San Francisco Lawmaker Moves To Ban City’s Use Of Face Recognition Tech

San Francisco Lawmaker Moves To Ban City’s Use Of Face Recognition Tech

The deployment of facial recognition technology by government bodies in cities around the world continues to spread, even as technologists point out the ethical issues still plaguing these systems.

That’s why a San Francisco elected official’s recent proposal is so important — it effectively bans the city from using the technology.

Aaron Peskin, a member of the San Francisco Board of Supervisors, introduced the Stop Secret Surveillance Ordinance proposal on Tuesday. Its scope is more far-reaching than just prohibiting the government’s use of facial recognition tech or any data gleaned from it—it also details how the city will be held more accountable for how it uses surveillance technology in general.

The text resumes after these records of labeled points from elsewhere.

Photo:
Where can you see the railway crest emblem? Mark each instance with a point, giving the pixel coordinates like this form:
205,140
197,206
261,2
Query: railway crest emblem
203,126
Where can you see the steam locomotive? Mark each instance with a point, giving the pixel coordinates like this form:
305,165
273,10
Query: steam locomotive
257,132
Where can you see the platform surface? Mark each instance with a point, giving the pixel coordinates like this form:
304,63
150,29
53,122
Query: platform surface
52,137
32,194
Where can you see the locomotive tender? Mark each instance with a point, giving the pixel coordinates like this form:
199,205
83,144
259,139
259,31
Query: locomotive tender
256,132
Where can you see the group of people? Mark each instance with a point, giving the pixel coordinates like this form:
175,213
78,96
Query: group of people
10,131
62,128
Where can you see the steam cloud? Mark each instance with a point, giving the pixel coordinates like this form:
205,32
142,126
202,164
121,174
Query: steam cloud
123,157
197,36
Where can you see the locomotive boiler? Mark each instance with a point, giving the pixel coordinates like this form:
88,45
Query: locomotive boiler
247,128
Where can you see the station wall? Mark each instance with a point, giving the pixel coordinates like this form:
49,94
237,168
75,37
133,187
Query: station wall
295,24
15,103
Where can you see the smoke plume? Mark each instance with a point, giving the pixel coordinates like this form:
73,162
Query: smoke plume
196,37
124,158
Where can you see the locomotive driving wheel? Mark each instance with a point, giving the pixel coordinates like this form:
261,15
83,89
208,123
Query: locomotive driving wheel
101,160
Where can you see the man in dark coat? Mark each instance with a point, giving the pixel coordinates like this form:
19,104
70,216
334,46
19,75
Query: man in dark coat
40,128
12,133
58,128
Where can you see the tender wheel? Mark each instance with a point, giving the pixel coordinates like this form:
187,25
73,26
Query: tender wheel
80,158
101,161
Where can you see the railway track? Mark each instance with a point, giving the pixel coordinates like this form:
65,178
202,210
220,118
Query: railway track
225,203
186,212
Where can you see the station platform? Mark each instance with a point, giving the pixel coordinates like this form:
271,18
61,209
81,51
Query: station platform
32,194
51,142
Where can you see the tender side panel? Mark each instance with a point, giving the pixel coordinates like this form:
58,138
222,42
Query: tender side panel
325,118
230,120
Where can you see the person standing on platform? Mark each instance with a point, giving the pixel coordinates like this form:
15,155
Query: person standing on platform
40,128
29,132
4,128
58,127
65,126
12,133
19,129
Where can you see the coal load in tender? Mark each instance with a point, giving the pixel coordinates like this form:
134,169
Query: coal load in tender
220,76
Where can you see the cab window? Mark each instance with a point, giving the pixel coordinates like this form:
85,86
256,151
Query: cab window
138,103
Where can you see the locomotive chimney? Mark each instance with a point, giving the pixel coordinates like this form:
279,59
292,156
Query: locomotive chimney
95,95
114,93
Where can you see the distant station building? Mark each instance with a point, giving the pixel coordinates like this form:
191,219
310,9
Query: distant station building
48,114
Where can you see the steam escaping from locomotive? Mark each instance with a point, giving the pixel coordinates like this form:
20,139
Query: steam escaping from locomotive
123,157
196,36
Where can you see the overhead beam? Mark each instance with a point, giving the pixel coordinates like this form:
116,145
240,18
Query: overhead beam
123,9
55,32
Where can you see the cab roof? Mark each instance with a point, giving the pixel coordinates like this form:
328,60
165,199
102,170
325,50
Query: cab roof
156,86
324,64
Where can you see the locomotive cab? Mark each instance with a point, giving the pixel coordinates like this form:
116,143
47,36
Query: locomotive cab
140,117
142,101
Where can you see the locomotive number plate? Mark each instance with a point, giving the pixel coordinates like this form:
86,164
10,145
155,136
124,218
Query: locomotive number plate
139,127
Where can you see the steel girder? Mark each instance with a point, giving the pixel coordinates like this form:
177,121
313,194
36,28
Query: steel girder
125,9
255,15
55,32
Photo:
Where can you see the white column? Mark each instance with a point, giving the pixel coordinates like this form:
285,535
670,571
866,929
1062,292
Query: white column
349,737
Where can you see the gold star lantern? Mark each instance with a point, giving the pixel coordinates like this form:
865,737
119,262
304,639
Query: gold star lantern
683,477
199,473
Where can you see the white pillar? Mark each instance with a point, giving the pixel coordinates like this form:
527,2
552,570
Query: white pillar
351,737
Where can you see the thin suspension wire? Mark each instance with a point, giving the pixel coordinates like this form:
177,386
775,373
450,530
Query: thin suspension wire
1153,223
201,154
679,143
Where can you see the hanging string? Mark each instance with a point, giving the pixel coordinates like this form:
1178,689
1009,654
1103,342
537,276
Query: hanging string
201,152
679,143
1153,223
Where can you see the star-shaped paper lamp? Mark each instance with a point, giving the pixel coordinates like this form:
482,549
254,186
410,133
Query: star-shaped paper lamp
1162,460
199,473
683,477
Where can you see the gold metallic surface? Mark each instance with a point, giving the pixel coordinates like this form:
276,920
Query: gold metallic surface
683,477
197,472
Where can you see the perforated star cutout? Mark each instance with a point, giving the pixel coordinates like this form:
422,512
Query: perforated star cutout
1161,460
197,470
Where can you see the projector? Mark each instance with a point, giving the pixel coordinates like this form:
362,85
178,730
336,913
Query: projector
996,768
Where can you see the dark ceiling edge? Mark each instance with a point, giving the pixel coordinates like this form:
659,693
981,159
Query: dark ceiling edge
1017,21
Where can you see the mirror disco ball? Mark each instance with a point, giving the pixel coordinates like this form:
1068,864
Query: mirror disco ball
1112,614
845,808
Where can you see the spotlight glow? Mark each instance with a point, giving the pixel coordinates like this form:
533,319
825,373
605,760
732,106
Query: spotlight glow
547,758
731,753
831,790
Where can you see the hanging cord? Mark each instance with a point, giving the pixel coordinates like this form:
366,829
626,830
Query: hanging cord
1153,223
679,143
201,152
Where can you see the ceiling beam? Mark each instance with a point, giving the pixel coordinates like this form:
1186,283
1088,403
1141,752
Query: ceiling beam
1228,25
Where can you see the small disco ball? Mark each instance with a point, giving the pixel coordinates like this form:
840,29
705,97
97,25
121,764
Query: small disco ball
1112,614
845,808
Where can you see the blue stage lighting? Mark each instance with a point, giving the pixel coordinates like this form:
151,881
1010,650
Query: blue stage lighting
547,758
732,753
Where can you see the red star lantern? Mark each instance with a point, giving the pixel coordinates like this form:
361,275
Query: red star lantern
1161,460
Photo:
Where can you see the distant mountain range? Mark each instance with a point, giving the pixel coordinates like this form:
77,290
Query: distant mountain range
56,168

The proposal states that city departments submit both an ordinance and an impact report on the surveillance tech they want to a board of supervisors to review. This also applies to departments that have already funded and deployed surveillance tech. Departments operating this tech will also be audited each year.

While facial recognition tech is certainly a system of surveillance, it won’t be considered by the review board. Under the proposal, no department is allowed to “obtain, retain, access, or use” the face recognition or any information from it.

“The propensity for facial recognition technology to endanger civil rights and civil liberties substantially outweighs its purported benefits, and the technology will exacerbate racial injustice and threaten our ability to live free of continuous government monitoring,” the proposal states.

The Surveillance Impact Report must include, at minimum, a number of required details about the use of the technology, such as how it works, its purpose, its fiscal cost, and how it might affect the community and their rights. The proposal defines surveillance technology as: “any software, electronic device, system utilising an electronic device, or similar device used, designed, or primarily intended to collect, retain, process, or share audio, electronic, visual, location, thermal, biometric, olfactory or similar information specifically associated with, or capable of being associated with, any individual or group.”

It also lists some examples, such as automatic licence plate readers, CCTV cameras, wearable body cameras, and software to identify criminal activity, to name a few. It does not include things like office hardware, city databases, cybersecurity systems, and infrastructure control systems.

Facial recognition tech has yet to prove that it is an effective tool free from bias—there are plenty of examples of racist systems. Last July, the ACLU released a report which found that Amazon’s facial recognition product, Rekognition, incorrectly identified members of Congress as suspected criminals, and a disproportionate number of them were people of colour.

(Amazon claimed the ACLU did not use a high enough accuracy threshold in its tests.)

And a review of facial recognition tech last year found that it was most accurate when classifying white men.

Peskin’s proposal notes that surveillance technology, in general, is a privacy issue for everyone, and that efforts in this space “have historically been used to intimidate and oppress certain communities and groups more than others, including those that are defined by a common race, ethnicity, religion, national origin, income level, sexual orientation, or political perspective.”

The ordinance still needs a signature from the mayor in order to be officially enacted, and if that happens, it will be enforced 30 days later. This proposal is a reassuring sign that governments and tech giants may have to persuade empowered gatekeepers and the public that their likely invasive and potentially flawed and biased systems should be deployed citywide—unless it’s facial recognition tech. They can leave that the door.